Our group will present four papers at ICLR 2026. Congratulations!
Edit-Based Flow Matching for Temporal Point Processes
(David Lüdke*, Marten Lienen*, Marcel Kollovieh and Stephan Günnemann)
What if modeling event sequences didn't require processing them one event at a time? Temporal point processes are fundamental for modeling events in continuous time—from financial transactions to social network activity—yet most approaches rely on autoregressive generation. Recent diffusion-inspired methods offered a compelling alternative by jointly transforming noise into data through insertions and deletions, but they still lack the expressivity to efficiently navigate sequence space. In this work, we introduce EdiTPP, which adds substitution as a third atomic operation within a continuous-time Markov chain framework.

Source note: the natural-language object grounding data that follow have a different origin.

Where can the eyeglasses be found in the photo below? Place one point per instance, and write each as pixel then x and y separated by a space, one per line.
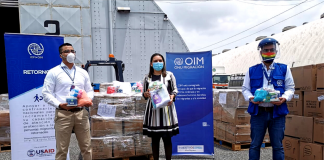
pixel 268 50
pixel 68 51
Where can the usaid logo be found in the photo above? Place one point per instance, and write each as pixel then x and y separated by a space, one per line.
pixel 279 82
pixel 40 152
pixel 35 50
pixel 31 153
pixel 189 63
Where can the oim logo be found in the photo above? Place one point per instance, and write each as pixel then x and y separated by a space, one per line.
pixel 35 49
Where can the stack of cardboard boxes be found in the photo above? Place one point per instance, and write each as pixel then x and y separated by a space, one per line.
pixel 305 123
pixel 4 119
pixel 119 135
pixel 231 119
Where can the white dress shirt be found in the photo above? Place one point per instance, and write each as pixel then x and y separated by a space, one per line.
pixel 57 83
pixel 289 86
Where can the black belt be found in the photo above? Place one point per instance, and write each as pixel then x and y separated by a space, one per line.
pixel 267 109
pixel 72 110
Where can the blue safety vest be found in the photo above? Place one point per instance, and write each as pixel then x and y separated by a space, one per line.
pixel 278 81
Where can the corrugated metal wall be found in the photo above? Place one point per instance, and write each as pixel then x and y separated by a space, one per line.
pixel 85 24
pixel 303 45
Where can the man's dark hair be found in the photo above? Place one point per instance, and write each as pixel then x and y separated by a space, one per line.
pixel 64 44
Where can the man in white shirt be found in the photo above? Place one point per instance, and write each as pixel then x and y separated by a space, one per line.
pixel 271 116
pixel 57 85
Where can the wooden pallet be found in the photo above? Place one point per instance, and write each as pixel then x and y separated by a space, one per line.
pixel 137 157
pixel 150 157
pixel 5 147
pixel 238 146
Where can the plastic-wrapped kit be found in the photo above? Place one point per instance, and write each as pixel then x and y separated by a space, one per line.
pixel 140 104
pixel 101 126
pixel 133 125
pixel 123 146
pixel 112 147
pixel 4 118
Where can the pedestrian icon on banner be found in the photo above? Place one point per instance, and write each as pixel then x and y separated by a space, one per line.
pixel 38 98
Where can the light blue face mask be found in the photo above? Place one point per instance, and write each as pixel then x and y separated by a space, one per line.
pixel 157 66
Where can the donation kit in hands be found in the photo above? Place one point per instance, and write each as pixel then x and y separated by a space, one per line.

This seemingly simple addition has profound effects: substitutions act as shortcuts that bypass costly delete-insert pairs, reducing total edit operations by ~17% while achieving up to 4× faster sampling. Our unconditionally trained model flexibly handles both unconditional generation and conditional tasks like forecasting—without task-specific retraining. Empirically, EdiTPP achieves state-of-the-art results across synthetic and real-world benchmarks while offering a principled compute-quality tradeoff at inference time. Overall, our work demonstrates that the right choice of elementary operations can fundamentally improve how we generate structured sequences in continuous time.
Discrete Bayesian Sample Inference for Graph Generation
(Ole Petersen*, Marcel Kollovieh*, Marten Lienen and Stephan Günnemann)
Generating graphs is hard. They show up everywhere: molecules, knowledge graphs, networks, but they're discrete and unordered, which makes them challenging to generate. We're introducing GraphBSI, a one-shot graph generator that takes a Bayesian approach: instead of "noising and denoising" graphs, it refines a probabilistic belief over graphs in a continuous parameter space, until converging at a discrete one. This makes handling discrete structure much more natural. On the theory side, we formulate Bayesian Sample Inference (BSI) as an SDE and derive a noise-controlled family that preserves the right marginals using a score approximation, and we show connections to Bayesian Flow Networks and Diffusion models.
Sampling-aware Adversarial Attacks Against Large Language Models
(Tim Beyer, Yan Scholten, Leo Schwinn*, Stephan Günnemann*)
Adversarial robustness of large language models is typically evaluated using single, greedy generations, despite the repeated stochastic sampling which occurs in real-world applications. This paper shows that ignoring sampling fundamentally overestimates LLM safety. We introduce a sampling-aware perspective that treats sampling as a first-class attack component and frames adversarial attacks as a compute-constrained resource allocation problem between prompt optimization and generation. By reallocating compute from optimization to sampling, we demonstrate dramatic improvements: existing attacks become up to two orders of magnitude more efficient and achieve up to +37 p.p. higher attack success rates at equal compute. Analyzing the full distribution of output harmfulness reveals that most optimization strategies primarily suppress refusals rather than increasing harm severity, explaining why sampling is so effective. Finally, we propose a label-free, model-agnostic entropy-maximization objective that is explicitly designed for sampling-aware attacks and uncovers tail risks missed by standard objectives. Overall, our results establish sampling as essential for realistic LLM safety evaluation and attack design at scale.
Model Collapse Is Not a Bug but a Feature in Machine Unlearning for LLMs
(Yan Scholten, Sophie Xhonneux, Leo Schwinn*, Stephan Günnemann*)
What if one of the most critical failure modes in generative AI could be turned into a feature? In this work, we explore how model collapse -- typically considered a bug -- can actually help us unlearn data safely and effectively. Current unlearning methods take a counterintuitive approach: they optimize against the very data they are supposed to unlearn, with negative effects for privacy and safety. Our approach challenges this paradigm and instead draws inspiration from model collapse -- the phenomenon where generative models trained on their own outputs gradually degrade in quality. By carefully guiding this collapse process, we can transform what was once a failure mode into a powerful mechanism for unlearning targeted information from LLMs. Our method achieves unlearning without reusing sensitive data, supported by both theoretical analysis and empirical evidence. Overall, our work opens exciting new directions in trustworthy AI: leveraging collapse to enable safer and more principled unlearning in LLMs and beyond.